In the evenings after class, one 19-year-old Orange Coast College student can most often be found in front of the sewing machine in his bedroom.
He’s made cats, wolves, foxes, dogs, dinosaurs and sharks.
This month he’s working on a full-body reindeer suit for which he created a custom dress form out of duct tape and newspaper based on his own body specifications. He then took upholstery foam and shaped it with knives and razors and attached it to the dress form.
From there, the suit will be constructed with felt, duct tape and thermoplastics — easily meltable plastics.
He will then sew on a fur exterior and shape and trim it with dog hair clippers.
The student, who goes by the name Maple, is part of OCC’s Furry Club, an on-campus group for students interested in furry fandom, the creation and inhabiting of anthropomorphic characters.
“My mom taught me how a sewing machine worked but I’m entirely self taught,” he said, asking that his real name not be used because of the stigma many Furry Club members experience.
While widely believed to be a form of sexual fetishism, the furry fandom has more in common with cosplay, short for costume play. But unlike cosplay, furries create their own anthropomorphic characters — or animals with human traits — instead of characters from popular culture. The character, or fursona, is developed as a form of self expression.
“It’s the self you want people to see,” Julie Nguyen, a 24-year-old art major and president of the Furry Club said.
Because of the stigma, many Furry Club members remain closeted to their families and asked to be identified only by their character names. The club has fewer than a dozen members, but at its height about five years ago it boasted more than 50 members.

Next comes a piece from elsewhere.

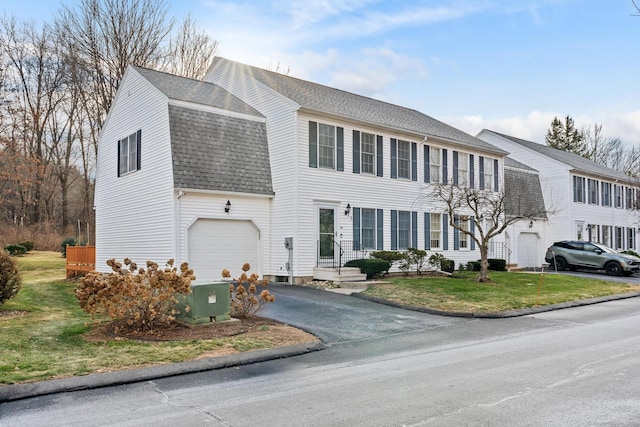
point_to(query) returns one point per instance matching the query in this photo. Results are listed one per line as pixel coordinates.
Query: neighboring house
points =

“The special thing is the student involvement,” Morgan, a 19-year-old art major said. “They’re relatable. It’s like we’re all growing up together.”
The club functions as the basis of the members’ local furry community. Club members attend conventions and local events together. The club is fundraising for a trip to a charity convention in Reno.
For many furries such as Maple, the focus is costume construction.
Maple, who is an undecided major, grew up making Halloween costumes with his mother and became interested in cosplay in junior high. He started looking online for a way to create a costume for Maple, a cat character he developed in elementary school. This segued into reading detailed tutorials and watching YouTube videos on the subject.
The costumes he makes aren’t just for himself. Maple also sells his costumes, and because of the time and labor involved, the price is high. Headpieces range from $400 to $1,500 and full suits average $2,500 but can reach tens of thousands of dollars.
Because of the stigma attached to furries is so pervasive, many say they face discrimination from friends, family and society. Experiences range from social ostracism to loss of employment.
“I live like Hannah Montana and live two separate lives,” said Wyatt, a 19-year-old mechanical engineering major.
But for most furries, the benefits outweigh the risks. Many find a sense of community and acceptance in the Furry Club that has eluded them elsewhere.
“We’re a really tightknit community. Anything that happens to any one of us, we all know it,” Nguyen said.
Within the furry fandom, the emphasis is on individuality, character background and imagination.
“Each character has their own background and how they were created. Some… is a reflection of what that person went through,” Nguyen said.
“This is my way of coping with my nightmares and fears,” Wyatt agreed.
“It’s a way to escape from your everyday life,” Wyatt said.
Many furries report feeling isolated or socially anxious. The anonymity of wearing the costume gives many furries a gregariousness and confidence that is impossible in their everyday lives.
Nguyen described a friend who suffers from severe social anxiety disorder but is outgoing and bubbly while in costume.
“If people do laugh at you, it’s OK because they can’t see your face,” Apple, 19, a hospitality major said.